# Cold Weather Gear



## NattyB (Jan 5, 2012)

Eureka! Found it...so far. Recently been eyeing the *military Prima-Loft Cold weather gear.* Didn't want to spend $200.- for the tan Marine stuff. Found the gray Army stuff at an Army Surplus Store (Rt 61, Hamburg, Pa just South of Cabelas.). Paid $125- for a jacket with pants. Wore the stuff in IA in 0-10 degrees, warm as toast. Wore it in Wisconsin in 30 degrees, too hot. The stuff is light weight, it's like wearing a sleeping bag, cut to fit. For nasty weather or brush, I put Gore-Tex over it. For dry cold, I just put my thin over-whites over it.


----------



## glenway (Mar 27, 2011)

I believe I just saw those is Arizona at the Sportsmen's Warehouse.
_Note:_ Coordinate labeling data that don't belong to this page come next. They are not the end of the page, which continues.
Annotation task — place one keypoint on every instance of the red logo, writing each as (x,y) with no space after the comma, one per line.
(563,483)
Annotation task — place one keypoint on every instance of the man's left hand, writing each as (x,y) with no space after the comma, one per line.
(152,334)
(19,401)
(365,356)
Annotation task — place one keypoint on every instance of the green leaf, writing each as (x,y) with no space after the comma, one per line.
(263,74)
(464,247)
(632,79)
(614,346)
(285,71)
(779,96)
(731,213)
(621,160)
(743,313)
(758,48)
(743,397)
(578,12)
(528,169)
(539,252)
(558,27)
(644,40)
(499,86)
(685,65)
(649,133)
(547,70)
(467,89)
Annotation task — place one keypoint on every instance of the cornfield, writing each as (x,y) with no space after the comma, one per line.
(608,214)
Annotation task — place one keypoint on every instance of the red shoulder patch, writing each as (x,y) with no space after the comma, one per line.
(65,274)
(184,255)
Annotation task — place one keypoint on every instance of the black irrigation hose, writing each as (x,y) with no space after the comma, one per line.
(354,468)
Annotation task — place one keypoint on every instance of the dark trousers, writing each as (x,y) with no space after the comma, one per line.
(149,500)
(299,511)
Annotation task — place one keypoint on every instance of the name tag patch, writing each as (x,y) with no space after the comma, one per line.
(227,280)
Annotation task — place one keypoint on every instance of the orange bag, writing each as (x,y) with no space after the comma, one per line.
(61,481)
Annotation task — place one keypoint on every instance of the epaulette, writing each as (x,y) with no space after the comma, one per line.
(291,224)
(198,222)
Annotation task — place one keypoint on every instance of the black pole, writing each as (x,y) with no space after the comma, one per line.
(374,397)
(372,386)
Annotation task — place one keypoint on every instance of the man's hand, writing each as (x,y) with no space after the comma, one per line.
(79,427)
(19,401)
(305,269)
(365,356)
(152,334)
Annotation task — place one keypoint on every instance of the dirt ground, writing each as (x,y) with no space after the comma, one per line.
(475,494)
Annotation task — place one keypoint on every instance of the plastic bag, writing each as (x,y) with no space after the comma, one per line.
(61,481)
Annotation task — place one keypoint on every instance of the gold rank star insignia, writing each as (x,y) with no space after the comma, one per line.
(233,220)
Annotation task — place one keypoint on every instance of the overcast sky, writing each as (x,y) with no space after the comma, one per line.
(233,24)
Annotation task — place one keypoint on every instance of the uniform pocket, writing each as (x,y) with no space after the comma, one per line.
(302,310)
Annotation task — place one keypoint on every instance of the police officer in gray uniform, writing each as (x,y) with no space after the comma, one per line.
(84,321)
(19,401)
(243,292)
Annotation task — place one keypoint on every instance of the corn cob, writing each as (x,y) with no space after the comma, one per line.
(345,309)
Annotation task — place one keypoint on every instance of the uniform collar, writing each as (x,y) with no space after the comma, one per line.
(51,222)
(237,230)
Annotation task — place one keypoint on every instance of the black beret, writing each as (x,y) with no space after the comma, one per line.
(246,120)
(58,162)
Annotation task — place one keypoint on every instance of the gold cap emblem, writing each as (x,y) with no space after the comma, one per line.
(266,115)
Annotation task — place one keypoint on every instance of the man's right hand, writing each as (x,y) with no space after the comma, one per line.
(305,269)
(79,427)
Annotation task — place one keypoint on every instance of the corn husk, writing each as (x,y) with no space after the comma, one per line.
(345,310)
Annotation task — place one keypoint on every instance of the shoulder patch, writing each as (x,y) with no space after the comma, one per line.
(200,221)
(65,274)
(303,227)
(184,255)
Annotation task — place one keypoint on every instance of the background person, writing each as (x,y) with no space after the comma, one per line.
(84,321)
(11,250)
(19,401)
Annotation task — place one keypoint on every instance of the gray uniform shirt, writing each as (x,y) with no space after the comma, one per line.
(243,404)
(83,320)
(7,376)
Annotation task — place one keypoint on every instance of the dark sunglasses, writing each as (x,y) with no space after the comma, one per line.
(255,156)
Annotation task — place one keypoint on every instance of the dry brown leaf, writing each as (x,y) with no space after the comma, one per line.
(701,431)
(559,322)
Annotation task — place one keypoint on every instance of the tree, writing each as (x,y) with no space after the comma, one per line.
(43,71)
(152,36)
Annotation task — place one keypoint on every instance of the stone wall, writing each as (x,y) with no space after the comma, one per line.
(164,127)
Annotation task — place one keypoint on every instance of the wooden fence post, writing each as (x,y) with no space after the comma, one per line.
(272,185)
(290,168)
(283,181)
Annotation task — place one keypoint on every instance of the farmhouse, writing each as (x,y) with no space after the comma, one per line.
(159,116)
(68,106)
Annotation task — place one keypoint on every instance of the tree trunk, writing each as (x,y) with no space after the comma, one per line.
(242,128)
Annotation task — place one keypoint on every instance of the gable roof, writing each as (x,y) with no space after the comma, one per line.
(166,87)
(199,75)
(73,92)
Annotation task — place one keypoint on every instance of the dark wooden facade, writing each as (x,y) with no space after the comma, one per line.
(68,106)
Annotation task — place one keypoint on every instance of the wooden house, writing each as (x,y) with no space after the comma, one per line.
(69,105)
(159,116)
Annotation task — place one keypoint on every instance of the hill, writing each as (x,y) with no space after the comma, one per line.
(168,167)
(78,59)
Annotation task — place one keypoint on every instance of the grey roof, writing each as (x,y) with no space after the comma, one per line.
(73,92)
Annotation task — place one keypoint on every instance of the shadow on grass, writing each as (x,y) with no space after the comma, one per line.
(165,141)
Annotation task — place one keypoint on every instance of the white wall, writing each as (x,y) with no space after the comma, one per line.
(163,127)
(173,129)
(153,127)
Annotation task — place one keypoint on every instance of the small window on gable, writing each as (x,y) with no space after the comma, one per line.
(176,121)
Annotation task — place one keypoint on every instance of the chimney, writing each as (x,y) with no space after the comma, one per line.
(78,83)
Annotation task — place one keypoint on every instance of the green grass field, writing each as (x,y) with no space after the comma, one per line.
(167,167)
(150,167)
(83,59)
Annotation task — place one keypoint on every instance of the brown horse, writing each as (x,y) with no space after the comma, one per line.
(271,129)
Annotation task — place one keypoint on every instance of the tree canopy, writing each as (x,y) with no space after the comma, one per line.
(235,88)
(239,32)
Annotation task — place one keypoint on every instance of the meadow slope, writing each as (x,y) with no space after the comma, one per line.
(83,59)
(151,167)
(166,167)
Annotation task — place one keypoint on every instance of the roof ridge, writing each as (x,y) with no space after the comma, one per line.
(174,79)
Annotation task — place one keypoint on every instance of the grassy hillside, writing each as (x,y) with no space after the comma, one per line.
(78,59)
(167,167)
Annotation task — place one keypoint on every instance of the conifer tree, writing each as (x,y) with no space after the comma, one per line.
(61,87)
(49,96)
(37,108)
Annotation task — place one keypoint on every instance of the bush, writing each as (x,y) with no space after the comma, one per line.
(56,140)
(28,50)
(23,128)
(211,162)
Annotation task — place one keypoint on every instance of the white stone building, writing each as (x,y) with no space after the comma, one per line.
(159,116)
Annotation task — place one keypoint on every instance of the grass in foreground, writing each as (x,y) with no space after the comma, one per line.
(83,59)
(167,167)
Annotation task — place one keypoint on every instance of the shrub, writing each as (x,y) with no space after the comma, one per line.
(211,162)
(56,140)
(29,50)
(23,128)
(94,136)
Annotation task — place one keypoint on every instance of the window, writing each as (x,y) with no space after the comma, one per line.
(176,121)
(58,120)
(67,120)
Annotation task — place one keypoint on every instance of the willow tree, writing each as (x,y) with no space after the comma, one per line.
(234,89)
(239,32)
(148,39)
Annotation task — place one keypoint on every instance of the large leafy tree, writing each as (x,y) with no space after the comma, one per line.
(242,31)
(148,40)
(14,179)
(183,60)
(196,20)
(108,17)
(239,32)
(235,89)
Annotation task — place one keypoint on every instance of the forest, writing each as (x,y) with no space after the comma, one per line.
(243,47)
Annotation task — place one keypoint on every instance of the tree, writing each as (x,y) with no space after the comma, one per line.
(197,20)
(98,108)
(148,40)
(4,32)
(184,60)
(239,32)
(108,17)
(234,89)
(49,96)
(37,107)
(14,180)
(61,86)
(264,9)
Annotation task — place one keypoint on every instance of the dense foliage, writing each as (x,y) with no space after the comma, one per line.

Looks kind of goofy, but who wouldn't trade goofy for warm? Got any pics of the getup?


----------



## hassell (Feb 9, 2010)

NattyB - I don't know if these would be available down there but I use to get my winter boot liners from army surplus on the West coast back in the 80's, would buy all they had in my size. They are white - 100% wool ( maybe a little less ) 2 liners together that looks like one. Army surplus was the only place I ever found them.


----------



## knapper (Feb 5, 2010)

for cold weather gear look at wiggls.com and take a look. Cost more than what you payed but will keep you warm in even colder weather while you are making a set. Best stuff I have found. For me that is.


----------



## knapper (Feb 5, 2010)

That is Wiggys.com not what is in the post.


----------



## NattyB (Jan 5, 2012)

Knapper,

I'll check Wiggys out, but unfortunately I don't have plans to hunt colder or Norther, than I hunt now. Caleb and I just got back from a 2 day coyote/cat hunt in Northern Pa. Was able to sit still in 10-15 degree weather with 5-10 MPH winds.


----------